In his recent CACE Blog, Dan Beerens effectively challenges educators to raise levels of student inquiry with well-crafted Essential Questions that engage students in active learning while encouraging a spirit of respect and humility. To illustrate the value of Essential Questions he points us to questions Jesus asked during his incarnational ministry on earth. Jesus’ question “who do you think I am”, is a question we should be asking and answering in the details of our own lives each day.
Asking Essential Questions and clearly articulating and promoting student mastery of Enduring Understandings are critical elements of the best learning environments. Christian schools should be leading the way in the development of biblically integrated curriculum standards that prepare students to represent Christ and his Kingdom in all spheres of society and culture.
Embedded in Dan’s illustration of the questions Jesus asked is a beautiful picture of the excellent teaching techniques of Jesus. Jesus did not ask these questions from a disconnected podium at the right hand of God the Father; he asked Essential Questions while incarnationally engaged in the lives of those who rejected him. By taking on the full form of man (Philippians 2:5-11) Jesus “lived” respect and humility. While his questions and teaching techniques are great instructional strategies, they are most effective because they are inseparably coupled with his humble incarnation “taking the form of a servant, being born in the likeness of men” (vs. 7)
In his book To Know as We Are Known, Parker Palmer writes “In Christian tradition, truth is not a concept that “works” but an incarnation that lives.” Essential Questions and Enduring Understandings in the context of a fully articulated, Biblically integrated curriculum are only one important part of teaching truth. We serve a God who gave us glorious, absolute truth AND gave us his son, who walked among us as the living, perfect fulfillment of that truth. The best learning environments therefore, must include questions, propositions and student/teacher relationships where the truth of creation, fall and redemption is incarnationally present in all of the content and the whole LIFE of the learning community.
We are not only minds, created for intellectual activity, we are also hearts, souls and bodies, created for relationship and community. Jesus didn’t just show us how to “ask” questions and “teach” our students, he showed us how to “be” incarnational in the lives of our students. If teachers want their students to “know” a Christ-centered curriculum, they must engage the hearts of students to be “known” by their teachers in order to represent the living curriculum that Jesus wants them to be “known” by him.
Palmer goes on to say, “In the absence of communal virtues, intellectual rigor too easily turns into intellectual rigor mortis.
Christian schools that desire intellectual rigor that leads to abundant life must consider these three Essential Questions that teachers authentically answer about each student:
- How, uniquely and specifically, is God’s image displayed in this student?

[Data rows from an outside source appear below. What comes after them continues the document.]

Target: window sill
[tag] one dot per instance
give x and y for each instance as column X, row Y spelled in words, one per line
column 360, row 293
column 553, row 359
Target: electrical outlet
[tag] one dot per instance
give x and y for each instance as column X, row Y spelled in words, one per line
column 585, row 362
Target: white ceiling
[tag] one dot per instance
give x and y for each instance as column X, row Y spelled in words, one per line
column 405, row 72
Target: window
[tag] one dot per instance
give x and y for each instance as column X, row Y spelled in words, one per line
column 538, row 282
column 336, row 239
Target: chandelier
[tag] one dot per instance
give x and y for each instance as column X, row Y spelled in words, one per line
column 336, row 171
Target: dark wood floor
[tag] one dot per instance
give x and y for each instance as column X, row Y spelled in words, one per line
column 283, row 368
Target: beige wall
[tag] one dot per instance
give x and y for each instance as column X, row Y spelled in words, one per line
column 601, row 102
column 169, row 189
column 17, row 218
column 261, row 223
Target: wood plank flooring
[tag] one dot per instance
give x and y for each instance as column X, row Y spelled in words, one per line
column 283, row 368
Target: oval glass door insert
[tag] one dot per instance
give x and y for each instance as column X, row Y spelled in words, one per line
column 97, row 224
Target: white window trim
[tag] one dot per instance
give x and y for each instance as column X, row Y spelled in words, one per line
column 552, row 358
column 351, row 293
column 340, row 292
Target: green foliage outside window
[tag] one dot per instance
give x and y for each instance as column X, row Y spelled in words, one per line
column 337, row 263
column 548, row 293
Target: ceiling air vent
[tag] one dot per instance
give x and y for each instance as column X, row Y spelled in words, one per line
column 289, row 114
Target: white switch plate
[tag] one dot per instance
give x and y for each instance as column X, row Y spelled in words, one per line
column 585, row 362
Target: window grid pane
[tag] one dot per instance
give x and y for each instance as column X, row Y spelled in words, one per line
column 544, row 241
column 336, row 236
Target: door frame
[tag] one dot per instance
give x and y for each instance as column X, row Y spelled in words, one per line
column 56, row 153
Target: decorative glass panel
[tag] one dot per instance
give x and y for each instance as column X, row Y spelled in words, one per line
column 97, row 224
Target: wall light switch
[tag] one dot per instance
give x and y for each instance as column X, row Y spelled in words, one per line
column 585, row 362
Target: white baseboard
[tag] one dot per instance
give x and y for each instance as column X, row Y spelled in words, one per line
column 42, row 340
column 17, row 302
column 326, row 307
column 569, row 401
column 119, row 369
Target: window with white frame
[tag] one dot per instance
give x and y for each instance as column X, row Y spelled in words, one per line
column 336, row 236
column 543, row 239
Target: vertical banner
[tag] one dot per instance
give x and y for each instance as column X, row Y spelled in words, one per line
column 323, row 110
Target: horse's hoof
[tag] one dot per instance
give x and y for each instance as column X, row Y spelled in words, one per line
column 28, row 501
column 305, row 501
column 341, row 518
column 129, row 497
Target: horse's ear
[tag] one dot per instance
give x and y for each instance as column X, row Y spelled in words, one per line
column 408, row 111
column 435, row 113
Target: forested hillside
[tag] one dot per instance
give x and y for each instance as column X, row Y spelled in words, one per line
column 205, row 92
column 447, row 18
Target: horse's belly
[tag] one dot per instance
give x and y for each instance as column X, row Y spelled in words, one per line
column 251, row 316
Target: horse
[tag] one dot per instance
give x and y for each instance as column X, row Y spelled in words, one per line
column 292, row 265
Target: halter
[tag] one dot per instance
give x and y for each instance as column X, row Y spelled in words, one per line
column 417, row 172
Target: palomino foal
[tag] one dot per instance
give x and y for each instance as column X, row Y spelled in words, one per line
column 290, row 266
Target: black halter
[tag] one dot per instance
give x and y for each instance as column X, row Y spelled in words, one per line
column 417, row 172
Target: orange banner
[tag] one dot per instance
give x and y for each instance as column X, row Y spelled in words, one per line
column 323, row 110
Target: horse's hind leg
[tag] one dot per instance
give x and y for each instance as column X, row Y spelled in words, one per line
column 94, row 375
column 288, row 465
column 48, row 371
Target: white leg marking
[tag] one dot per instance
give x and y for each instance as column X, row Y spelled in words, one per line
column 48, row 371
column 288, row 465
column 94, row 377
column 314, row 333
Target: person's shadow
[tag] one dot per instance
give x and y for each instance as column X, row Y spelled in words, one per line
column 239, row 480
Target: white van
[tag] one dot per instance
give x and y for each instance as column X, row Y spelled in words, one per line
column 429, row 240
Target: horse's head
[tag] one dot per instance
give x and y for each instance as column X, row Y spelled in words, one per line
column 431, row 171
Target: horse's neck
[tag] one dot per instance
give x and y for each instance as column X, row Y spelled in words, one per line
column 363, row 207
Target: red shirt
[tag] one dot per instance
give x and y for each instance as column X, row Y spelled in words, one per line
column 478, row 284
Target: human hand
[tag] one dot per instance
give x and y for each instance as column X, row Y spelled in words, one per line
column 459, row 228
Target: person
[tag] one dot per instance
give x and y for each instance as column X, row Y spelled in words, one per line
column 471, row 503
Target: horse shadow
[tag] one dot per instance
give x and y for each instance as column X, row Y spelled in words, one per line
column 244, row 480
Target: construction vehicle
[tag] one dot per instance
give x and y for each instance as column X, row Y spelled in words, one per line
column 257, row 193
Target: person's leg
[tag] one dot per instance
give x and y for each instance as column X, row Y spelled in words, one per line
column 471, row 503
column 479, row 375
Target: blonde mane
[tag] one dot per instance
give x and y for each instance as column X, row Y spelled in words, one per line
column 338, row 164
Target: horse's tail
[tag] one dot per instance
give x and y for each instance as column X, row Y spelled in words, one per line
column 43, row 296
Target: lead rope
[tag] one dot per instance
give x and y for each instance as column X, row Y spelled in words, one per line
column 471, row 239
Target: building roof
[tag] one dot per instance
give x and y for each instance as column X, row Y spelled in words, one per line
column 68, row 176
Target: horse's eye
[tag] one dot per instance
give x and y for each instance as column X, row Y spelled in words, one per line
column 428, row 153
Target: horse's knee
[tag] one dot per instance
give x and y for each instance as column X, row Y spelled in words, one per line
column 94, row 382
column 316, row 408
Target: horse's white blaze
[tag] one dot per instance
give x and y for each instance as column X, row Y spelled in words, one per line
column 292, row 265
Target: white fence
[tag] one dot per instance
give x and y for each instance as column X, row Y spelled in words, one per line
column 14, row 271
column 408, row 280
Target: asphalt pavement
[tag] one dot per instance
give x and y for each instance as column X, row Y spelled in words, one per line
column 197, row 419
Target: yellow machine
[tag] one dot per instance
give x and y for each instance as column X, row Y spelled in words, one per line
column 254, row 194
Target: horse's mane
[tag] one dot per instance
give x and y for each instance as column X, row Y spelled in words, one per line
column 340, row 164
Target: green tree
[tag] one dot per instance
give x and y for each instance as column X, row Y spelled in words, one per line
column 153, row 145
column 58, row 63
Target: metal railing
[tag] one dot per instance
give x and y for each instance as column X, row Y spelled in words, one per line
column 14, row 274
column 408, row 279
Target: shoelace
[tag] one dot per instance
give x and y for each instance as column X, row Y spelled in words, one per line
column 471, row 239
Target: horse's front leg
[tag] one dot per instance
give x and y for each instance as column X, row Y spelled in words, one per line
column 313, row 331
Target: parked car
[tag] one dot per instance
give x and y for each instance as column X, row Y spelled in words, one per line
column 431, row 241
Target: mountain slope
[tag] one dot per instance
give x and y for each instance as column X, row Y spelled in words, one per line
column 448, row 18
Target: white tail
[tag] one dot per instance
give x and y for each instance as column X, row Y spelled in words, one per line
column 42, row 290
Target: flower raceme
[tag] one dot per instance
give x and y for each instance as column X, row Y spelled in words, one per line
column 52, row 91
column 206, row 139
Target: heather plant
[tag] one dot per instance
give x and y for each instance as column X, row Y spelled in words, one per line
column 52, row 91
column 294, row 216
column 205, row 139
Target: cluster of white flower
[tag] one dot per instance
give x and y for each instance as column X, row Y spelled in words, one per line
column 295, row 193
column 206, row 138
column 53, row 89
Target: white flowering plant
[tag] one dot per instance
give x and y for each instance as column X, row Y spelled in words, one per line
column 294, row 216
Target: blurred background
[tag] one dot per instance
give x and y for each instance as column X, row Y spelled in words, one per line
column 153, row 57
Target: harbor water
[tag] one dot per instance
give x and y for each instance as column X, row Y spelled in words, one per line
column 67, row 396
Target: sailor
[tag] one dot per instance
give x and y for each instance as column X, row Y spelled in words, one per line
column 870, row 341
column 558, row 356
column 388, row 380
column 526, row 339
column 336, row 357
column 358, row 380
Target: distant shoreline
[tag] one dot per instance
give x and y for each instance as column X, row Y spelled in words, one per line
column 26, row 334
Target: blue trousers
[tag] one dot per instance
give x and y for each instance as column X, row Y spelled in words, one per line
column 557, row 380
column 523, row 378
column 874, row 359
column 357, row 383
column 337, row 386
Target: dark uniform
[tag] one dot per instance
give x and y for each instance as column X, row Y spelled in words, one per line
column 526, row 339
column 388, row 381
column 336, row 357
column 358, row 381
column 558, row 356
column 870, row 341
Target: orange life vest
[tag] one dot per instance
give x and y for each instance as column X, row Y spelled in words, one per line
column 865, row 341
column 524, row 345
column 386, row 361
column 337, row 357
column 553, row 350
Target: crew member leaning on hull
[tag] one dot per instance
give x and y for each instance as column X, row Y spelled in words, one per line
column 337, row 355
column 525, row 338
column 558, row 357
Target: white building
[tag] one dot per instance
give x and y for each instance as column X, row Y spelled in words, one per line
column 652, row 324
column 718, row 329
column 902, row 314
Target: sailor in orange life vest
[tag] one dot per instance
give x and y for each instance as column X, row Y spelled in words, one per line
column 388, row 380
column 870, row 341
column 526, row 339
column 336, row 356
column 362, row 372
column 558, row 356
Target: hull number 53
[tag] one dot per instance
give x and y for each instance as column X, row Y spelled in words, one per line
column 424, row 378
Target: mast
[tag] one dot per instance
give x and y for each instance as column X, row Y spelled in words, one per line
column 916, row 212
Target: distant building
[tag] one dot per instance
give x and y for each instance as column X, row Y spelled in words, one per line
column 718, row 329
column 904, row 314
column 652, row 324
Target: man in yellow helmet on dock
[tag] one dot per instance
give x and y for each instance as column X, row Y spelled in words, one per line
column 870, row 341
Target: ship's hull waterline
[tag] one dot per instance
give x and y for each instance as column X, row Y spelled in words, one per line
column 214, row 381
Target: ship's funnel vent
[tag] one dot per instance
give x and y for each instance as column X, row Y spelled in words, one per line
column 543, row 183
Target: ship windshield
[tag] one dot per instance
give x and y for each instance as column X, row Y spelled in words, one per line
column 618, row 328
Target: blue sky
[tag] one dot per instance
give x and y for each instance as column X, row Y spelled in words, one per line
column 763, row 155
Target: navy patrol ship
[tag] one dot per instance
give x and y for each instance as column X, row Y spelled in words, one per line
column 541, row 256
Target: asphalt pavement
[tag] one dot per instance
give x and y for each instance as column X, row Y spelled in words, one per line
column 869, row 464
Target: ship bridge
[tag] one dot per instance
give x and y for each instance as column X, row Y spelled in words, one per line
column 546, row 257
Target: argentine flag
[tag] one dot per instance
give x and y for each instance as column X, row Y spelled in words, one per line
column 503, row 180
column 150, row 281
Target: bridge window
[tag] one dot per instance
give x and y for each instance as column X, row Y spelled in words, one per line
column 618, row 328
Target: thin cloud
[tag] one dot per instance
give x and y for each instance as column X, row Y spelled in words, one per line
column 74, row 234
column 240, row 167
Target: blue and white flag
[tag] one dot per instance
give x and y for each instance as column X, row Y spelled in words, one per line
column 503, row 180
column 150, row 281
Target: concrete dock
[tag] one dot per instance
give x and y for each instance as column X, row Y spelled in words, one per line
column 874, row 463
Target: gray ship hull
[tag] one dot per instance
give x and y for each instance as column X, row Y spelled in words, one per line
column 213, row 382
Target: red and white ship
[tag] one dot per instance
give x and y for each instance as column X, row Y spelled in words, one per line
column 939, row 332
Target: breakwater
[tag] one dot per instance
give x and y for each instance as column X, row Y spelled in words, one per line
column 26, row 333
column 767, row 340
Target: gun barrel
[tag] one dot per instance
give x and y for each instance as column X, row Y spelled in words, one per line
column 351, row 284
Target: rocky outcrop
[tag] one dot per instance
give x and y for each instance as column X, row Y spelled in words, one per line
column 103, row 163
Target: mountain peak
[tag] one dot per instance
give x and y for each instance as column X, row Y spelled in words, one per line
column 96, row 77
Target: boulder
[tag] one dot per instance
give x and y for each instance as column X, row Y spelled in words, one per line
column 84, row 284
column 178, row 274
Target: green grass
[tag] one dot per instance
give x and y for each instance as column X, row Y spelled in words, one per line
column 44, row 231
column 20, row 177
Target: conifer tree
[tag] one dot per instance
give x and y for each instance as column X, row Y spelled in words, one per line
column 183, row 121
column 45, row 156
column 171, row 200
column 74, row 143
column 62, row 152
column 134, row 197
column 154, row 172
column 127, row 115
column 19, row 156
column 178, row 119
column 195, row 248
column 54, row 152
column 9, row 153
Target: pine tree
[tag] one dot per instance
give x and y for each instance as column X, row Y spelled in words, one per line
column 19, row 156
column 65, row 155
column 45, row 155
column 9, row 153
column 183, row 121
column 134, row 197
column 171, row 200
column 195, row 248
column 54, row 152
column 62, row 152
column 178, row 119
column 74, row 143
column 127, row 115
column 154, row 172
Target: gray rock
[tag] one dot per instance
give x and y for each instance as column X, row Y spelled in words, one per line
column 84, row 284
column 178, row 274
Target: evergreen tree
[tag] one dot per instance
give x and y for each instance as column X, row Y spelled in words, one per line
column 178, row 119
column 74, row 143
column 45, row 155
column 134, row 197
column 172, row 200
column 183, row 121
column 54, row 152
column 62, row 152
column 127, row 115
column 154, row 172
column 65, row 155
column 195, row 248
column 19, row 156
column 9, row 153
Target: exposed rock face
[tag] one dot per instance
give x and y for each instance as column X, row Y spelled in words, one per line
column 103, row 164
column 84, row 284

- How has this student specifically grown in an area of weakness this year?
- How have I (the teacher) been specifically blessed by this student this year?
What if administration and faculty held ourselves to the standard that in addition to all the typical progress reports provided students, teachers would share, with students and their parents, thoughtful and humble answers to these questions? How much more fully will students be able to answer Jesus’ question “who do you think I am?” if they are embraced in a community where teachers authentically know them in this way?
Asking students Essential Questions, as Jesus did, is critical to great Christian schooling. Answering these Essential Questions, as Jesus did, is equally critical.